For service design practice, this means understanding what graphs can represent - relational depth, concurrency, network effects, alternative pathways - because designers need to understand the limits of inherited representational tools. A journey map might be entirely appropriate for designing the customer-facing experience of booking an outpatient appointment. It might be wholly inadequate for reasoning about how a decision support system should distribute scarce appointments across multiple service users whose pathways are interdependent - which is the problem that arises whenever a health system tries to coordinate patient flow across services, and the reason that the pathway management tools I have worked with struggle to move beyond being, as one colleague put it, "a very fancy diagram of the pathway".

But there is also an opportunity. If knowledge graphs and relational data structures are the representational infrastructure that decision support systems use, then service design could work upstream - informing the ontological commitments that shape those structures. What entities and relations does a knowledge graph of service pathways include? What gets represented, and what gets silenced? Who decides what relations are semantically meaningful? These are design questions - questions about what matters, what should be visible, whose interests are served by particular representational choices - just asked in a different register than a typical service design conversation. The series has developed several formalisms that could support this work: statecharts for modelling concurrent service states, promise theory for modelling commitment structures, case grammar for modelling the semantic roles that entities play in service interactions.

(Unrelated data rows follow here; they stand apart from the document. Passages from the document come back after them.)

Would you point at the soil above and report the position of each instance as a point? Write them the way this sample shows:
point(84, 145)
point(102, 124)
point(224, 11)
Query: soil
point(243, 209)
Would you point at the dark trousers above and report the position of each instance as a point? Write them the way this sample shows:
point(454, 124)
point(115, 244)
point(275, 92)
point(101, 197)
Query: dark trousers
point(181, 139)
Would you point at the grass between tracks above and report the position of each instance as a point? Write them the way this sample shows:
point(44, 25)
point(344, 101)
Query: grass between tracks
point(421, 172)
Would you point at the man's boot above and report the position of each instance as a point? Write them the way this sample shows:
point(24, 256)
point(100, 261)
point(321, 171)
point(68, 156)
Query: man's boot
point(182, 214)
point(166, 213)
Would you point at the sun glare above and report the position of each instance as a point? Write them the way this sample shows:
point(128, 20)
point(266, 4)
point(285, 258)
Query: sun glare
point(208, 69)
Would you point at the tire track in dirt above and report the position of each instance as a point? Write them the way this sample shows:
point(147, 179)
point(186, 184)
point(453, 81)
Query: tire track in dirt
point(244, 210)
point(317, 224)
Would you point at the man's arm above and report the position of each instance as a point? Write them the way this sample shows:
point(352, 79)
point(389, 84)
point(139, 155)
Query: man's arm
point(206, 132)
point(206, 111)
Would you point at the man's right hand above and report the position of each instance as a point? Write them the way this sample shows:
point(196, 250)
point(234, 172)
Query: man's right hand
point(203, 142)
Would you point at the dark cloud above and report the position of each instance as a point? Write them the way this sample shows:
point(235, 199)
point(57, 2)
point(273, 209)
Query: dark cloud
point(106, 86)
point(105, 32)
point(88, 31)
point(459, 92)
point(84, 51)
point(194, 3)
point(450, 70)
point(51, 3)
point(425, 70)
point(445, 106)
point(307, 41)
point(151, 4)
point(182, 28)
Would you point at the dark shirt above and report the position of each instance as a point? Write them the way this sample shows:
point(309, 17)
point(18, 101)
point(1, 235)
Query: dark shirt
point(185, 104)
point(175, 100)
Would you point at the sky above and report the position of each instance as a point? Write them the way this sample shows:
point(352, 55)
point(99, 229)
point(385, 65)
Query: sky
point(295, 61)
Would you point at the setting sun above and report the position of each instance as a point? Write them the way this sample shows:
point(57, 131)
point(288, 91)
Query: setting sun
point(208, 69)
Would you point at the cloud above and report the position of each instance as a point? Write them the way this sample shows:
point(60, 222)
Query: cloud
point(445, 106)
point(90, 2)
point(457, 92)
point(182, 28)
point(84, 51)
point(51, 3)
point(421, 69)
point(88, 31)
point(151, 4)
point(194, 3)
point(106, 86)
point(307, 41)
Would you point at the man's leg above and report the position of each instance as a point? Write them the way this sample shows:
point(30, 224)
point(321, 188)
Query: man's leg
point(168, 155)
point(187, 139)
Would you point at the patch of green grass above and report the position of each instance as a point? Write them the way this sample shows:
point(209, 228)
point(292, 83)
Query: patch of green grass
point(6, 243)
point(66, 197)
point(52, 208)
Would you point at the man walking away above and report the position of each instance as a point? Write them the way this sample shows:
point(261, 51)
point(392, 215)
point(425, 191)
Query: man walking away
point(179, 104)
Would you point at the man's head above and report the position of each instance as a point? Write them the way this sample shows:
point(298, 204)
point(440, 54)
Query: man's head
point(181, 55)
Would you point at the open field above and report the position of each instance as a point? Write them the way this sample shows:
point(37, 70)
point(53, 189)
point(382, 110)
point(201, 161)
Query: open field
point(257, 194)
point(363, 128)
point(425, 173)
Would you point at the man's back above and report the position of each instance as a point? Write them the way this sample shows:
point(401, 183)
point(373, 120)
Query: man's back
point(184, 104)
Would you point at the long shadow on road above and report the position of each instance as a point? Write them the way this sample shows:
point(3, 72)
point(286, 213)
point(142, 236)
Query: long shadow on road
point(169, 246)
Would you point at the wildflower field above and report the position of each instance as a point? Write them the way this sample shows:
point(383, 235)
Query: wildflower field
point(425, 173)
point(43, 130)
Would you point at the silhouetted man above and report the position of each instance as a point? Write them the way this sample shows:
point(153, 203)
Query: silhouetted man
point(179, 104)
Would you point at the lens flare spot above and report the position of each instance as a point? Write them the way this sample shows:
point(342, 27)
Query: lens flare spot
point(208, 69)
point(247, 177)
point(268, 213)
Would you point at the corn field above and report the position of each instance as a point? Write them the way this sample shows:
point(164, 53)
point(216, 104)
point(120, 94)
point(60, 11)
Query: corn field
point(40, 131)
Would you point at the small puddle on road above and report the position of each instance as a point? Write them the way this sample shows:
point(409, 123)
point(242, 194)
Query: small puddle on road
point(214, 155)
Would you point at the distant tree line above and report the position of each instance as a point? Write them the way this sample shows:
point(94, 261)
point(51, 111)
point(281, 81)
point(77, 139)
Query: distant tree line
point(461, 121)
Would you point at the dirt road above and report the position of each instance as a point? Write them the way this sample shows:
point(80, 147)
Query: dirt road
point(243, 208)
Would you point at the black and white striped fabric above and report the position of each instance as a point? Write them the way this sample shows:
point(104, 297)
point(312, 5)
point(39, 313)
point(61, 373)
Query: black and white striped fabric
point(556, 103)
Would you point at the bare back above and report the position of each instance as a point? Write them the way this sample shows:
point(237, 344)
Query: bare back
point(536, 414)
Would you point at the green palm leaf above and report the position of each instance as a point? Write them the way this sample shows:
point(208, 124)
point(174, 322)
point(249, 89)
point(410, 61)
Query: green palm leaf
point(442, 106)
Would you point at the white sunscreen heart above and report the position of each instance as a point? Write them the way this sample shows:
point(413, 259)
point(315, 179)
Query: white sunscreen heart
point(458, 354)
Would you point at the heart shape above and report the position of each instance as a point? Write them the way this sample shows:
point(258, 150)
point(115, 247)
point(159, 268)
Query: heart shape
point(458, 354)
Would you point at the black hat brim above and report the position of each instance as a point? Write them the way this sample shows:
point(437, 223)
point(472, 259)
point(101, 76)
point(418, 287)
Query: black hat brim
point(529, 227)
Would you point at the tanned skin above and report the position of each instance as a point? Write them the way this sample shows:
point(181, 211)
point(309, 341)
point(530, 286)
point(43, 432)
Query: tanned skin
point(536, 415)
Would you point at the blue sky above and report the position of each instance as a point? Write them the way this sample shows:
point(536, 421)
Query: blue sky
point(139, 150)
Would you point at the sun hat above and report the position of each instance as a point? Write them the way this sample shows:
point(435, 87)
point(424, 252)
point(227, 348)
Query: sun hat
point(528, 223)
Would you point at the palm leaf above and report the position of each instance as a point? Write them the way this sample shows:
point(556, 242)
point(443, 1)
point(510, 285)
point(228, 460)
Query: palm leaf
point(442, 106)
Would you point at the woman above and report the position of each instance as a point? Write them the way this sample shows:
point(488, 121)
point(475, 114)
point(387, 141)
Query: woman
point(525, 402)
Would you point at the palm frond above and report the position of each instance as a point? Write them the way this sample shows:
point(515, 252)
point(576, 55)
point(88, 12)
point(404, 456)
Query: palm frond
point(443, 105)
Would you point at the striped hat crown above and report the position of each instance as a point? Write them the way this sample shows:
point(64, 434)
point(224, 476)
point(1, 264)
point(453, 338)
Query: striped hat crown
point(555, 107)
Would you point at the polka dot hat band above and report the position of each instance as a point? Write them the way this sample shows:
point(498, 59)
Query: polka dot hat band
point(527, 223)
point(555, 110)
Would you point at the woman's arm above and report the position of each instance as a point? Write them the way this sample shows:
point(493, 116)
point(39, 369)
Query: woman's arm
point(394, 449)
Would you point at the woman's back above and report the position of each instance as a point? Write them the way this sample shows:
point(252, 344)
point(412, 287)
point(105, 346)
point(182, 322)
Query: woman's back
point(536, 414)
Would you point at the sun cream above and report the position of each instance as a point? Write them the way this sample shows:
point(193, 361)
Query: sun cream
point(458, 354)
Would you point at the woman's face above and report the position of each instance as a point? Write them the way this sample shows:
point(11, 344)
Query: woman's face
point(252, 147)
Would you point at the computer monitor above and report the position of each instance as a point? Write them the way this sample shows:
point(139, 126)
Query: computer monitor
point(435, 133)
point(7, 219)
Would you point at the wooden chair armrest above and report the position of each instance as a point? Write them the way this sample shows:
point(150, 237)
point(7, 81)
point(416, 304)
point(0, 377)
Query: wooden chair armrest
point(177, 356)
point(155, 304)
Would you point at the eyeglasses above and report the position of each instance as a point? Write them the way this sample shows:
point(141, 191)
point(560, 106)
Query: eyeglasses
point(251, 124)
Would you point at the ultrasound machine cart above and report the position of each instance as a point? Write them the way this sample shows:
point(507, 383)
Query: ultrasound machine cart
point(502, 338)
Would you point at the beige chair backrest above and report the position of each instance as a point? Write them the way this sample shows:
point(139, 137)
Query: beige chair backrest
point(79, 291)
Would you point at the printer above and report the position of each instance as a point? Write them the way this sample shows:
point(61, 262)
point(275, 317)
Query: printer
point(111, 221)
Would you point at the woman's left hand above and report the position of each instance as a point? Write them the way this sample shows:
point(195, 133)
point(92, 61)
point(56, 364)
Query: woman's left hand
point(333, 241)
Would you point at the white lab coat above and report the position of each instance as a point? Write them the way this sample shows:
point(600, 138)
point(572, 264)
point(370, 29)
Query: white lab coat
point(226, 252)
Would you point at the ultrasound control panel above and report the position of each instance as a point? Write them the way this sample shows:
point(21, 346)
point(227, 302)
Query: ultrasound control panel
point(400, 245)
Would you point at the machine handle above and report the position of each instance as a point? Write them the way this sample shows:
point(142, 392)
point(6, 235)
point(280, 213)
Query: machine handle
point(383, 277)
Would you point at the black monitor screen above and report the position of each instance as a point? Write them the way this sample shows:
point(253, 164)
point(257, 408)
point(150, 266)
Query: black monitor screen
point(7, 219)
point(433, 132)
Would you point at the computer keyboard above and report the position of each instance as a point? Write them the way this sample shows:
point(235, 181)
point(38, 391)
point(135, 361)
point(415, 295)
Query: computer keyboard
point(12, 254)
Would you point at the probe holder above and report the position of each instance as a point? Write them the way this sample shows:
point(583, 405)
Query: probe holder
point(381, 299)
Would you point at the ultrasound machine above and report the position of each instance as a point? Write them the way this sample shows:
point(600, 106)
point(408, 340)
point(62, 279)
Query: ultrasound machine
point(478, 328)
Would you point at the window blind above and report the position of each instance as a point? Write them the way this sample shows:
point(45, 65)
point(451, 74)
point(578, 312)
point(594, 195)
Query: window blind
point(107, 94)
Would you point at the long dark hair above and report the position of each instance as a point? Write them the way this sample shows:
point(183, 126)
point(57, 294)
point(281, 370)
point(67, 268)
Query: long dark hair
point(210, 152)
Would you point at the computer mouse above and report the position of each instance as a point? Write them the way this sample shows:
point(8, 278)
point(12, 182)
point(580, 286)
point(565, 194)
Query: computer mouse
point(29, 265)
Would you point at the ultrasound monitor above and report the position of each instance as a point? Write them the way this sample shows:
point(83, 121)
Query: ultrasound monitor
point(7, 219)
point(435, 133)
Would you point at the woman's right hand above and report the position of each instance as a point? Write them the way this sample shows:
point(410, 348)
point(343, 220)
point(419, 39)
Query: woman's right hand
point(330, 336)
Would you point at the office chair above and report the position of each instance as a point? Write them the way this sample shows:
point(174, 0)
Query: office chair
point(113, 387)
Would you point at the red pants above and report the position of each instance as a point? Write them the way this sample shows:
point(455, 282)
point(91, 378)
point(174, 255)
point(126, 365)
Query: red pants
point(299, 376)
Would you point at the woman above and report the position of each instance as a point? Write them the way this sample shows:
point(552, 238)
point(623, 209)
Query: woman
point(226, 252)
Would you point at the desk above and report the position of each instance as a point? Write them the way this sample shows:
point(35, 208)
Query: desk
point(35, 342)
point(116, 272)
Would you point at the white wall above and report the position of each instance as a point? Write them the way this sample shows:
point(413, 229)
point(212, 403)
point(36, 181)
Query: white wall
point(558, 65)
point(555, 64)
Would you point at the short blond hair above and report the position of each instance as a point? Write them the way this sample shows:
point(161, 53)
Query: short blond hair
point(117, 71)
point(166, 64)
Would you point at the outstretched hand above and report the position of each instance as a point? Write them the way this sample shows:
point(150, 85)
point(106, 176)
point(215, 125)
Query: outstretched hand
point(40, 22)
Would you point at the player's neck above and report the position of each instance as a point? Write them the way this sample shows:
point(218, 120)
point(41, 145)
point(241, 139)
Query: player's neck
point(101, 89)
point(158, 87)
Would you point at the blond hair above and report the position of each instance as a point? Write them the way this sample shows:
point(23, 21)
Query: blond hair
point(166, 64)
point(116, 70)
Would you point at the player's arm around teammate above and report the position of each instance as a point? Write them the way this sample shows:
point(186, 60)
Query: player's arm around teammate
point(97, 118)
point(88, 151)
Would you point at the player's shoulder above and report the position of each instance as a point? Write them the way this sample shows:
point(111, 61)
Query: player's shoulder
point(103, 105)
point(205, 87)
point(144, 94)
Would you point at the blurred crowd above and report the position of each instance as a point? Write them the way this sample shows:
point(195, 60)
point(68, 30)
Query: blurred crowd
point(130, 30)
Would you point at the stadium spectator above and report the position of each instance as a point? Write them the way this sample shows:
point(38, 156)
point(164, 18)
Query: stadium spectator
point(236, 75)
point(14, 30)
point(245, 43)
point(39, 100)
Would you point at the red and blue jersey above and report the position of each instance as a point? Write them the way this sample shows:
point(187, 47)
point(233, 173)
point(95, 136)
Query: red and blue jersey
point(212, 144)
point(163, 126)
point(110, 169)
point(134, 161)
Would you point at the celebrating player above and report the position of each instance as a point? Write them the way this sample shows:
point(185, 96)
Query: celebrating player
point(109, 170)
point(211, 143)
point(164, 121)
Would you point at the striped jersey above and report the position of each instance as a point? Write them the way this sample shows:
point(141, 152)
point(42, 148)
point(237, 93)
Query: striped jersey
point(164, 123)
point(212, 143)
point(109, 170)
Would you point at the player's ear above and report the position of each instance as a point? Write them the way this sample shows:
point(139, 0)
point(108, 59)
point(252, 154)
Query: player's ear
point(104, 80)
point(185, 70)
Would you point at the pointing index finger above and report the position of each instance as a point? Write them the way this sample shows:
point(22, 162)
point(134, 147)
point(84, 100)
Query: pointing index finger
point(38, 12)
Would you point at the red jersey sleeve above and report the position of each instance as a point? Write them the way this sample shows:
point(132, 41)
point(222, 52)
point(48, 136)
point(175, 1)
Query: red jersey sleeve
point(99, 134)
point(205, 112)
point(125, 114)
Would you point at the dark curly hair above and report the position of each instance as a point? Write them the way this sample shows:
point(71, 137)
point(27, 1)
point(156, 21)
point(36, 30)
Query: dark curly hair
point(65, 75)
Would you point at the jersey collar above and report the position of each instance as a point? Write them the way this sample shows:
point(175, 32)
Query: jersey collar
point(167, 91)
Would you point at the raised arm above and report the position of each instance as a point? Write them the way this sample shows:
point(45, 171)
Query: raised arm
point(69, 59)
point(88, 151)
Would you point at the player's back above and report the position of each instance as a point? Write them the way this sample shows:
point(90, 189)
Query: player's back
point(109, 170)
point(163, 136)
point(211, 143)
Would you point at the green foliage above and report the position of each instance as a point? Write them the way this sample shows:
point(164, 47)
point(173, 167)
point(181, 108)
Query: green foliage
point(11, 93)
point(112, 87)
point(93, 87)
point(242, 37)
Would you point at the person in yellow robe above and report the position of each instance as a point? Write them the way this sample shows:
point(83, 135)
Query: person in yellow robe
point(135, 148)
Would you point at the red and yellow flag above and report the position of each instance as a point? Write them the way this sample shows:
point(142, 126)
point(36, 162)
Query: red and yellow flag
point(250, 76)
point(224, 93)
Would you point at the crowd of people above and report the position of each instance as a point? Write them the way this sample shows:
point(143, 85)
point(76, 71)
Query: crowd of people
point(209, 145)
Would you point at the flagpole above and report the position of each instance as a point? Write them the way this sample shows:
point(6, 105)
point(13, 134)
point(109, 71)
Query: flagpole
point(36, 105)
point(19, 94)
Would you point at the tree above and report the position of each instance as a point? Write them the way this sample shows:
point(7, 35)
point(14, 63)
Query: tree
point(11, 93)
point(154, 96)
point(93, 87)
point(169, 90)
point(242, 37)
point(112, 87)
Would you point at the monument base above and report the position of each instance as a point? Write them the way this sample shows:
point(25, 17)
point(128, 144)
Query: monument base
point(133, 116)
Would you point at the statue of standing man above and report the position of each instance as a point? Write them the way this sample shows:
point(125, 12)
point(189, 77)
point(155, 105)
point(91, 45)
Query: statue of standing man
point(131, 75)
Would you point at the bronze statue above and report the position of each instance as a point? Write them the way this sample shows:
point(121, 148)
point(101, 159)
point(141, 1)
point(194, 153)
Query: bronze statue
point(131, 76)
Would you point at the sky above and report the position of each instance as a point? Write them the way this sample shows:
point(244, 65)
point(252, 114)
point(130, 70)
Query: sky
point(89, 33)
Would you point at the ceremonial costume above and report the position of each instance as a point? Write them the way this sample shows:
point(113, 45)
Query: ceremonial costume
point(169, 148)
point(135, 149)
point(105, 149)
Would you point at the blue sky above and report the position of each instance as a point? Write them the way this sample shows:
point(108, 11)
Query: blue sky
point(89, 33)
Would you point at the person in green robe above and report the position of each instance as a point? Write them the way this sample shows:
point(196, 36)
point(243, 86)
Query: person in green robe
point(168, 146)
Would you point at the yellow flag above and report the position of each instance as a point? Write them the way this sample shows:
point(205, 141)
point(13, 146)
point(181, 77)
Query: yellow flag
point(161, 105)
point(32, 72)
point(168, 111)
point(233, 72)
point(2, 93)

Knowledge graphs are the computational embodiment of these kinds of ontological commitment, and the design question is who gets to make them. Service design has the orientation - it asks whose interests are served, what gets made visible, what gets silenced. It does not yet have the representational tools to ask those questions in the register that knowledge graphs, graph embeddings, and neural networks operate in. That is the gap.

References

Burgess, M. (2017). A treatise on systems: Being a short treatise on the art and science of effective organization and management of work. Paxus Press.

Gärdenfors, P. (2000). Conceptual spaces: The geometry of thought. MIT Press.

Hamilton, W. L. (2020). Graph Representation Learning. Synthesis Lectures on Artificial Intelligence and Machine Learning. Morgan & Claypool.

Montagna, A. (2024). Knowledge Graphs Applied. Manning Publications.

Negro, A. (2021). Graph-Powered Machine Learning. Manning Publications.

Negro, A. & Kus, V. (2025). Knowledge Graphs and LLMs in Action. Manning Publications.

Schrodt, J. & Dudchenko, A. (2020). Graph-representation of patient data: A systematic literature review. Journal of Medical Systems, 44(4), 86.